The FreqDist
function takes in an iterable of hashable objects (made to be strings, but it probably works with whatever). The error you're getting is because you pass in an iterable of lists. As you suggested, this is because of the change you made:
df['tokenized_sents'] = df['Responses'].apply(nltk.word_tokenize)
If I understand the Pandas apply function documentation correctly, that line is applying the nltk.word_tokenize
function to some series. word-tokenize
returns a list of words.
As a solution, simply add the lists together before trying to apply FreqDist
, like so:
allWords = []
for wordList in words:
allWords += wordList
FreqDist(allWords)
A more complete revision to do what you would like.
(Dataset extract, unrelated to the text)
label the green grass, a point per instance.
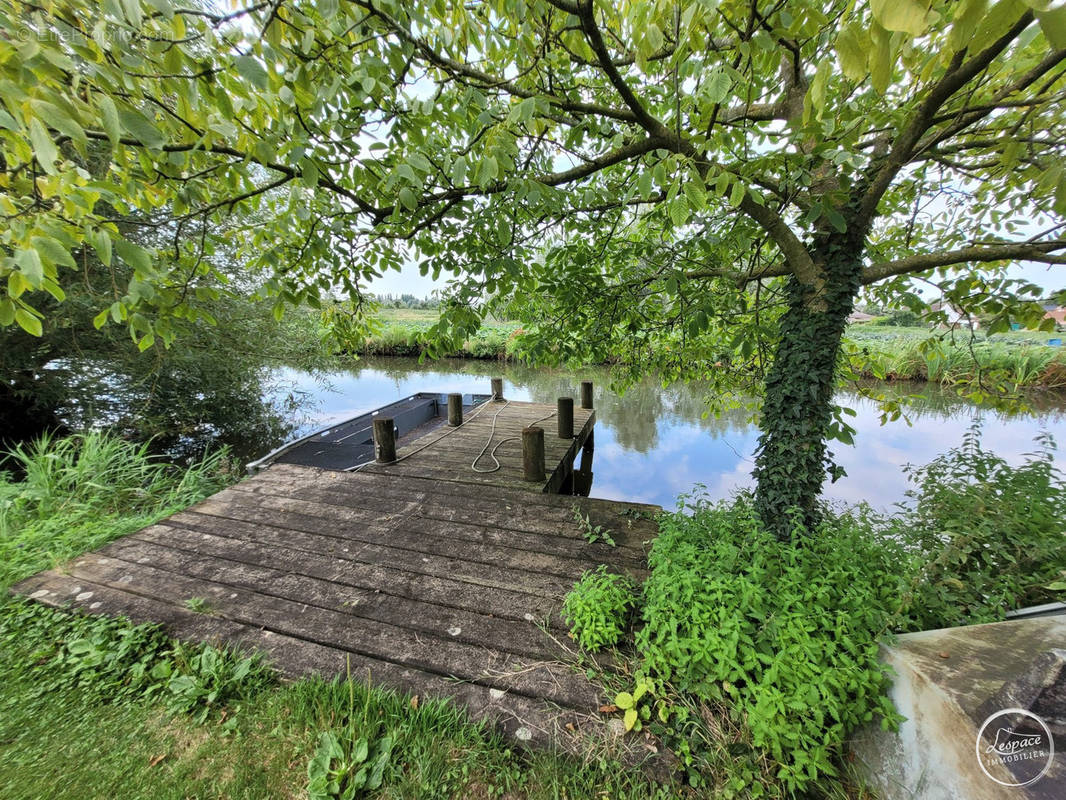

If all you need is to identify the second set of 100, note that mclist
will have that the second time.
df = pd.read_csv('CountryResponses.csv', encoding='utf-8', skiprows=0, error_bad_lines=False)
tokenizer = RegexpTokenizer(r'\w+')
df['tokenized_sents'] = df['Responses'].apply(nltk.word_tokenize)
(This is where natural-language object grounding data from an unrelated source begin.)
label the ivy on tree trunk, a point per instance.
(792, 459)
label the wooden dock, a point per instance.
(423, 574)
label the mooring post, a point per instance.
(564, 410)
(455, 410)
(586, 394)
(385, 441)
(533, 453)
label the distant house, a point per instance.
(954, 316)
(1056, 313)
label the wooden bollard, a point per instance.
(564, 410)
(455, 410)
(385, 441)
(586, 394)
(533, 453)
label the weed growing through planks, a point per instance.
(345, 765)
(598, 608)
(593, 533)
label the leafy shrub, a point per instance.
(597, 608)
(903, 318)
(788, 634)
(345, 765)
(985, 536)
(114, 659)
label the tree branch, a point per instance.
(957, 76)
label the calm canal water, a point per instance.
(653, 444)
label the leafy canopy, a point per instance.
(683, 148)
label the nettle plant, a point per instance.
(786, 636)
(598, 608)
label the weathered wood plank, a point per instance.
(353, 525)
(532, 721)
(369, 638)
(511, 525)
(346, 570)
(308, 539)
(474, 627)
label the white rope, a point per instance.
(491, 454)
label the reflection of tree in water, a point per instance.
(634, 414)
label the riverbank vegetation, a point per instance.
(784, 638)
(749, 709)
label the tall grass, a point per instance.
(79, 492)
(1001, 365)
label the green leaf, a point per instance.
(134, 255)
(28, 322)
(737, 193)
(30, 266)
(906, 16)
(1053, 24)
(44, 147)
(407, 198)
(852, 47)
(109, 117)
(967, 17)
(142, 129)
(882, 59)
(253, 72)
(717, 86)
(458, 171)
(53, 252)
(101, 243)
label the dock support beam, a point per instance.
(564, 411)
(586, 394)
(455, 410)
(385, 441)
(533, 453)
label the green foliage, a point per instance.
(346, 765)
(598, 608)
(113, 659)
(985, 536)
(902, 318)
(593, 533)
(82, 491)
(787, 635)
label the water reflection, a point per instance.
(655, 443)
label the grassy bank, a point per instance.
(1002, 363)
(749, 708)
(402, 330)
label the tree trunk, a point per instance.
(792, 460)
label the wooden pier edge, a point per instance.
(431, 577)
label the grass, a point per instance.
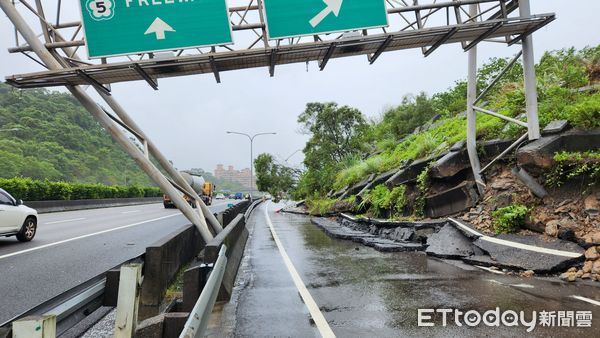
(510, 219)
lists = df['tokenized_sents']
words = []
for wordList in lists:
words += wordList
#remove 100 most common words based on Brown corpus
fdist = FreqDist(brown.words())
mostcommon = fdist.most_common(100)
mclist = []
for i in range(len(mostcommon)):
mclist.append(mostcommon[i][0])
words = [w for w in words if w not in mclist]
#Out: ['the',
# ',',
# '.',
# 'of',
# 'and',
#...]
#keep only most common words
fdist = FreqDist(words)
mostcommon = fdist.most_common(100)
mclist = []
for i in range(len(mostcommon)):
mclist.append(mostcommon[i][0])
# mclist contains second-most common set of 100 words
words = [w for w in words if w in mclist]
# this will keep ALL occurrences of the words in mclist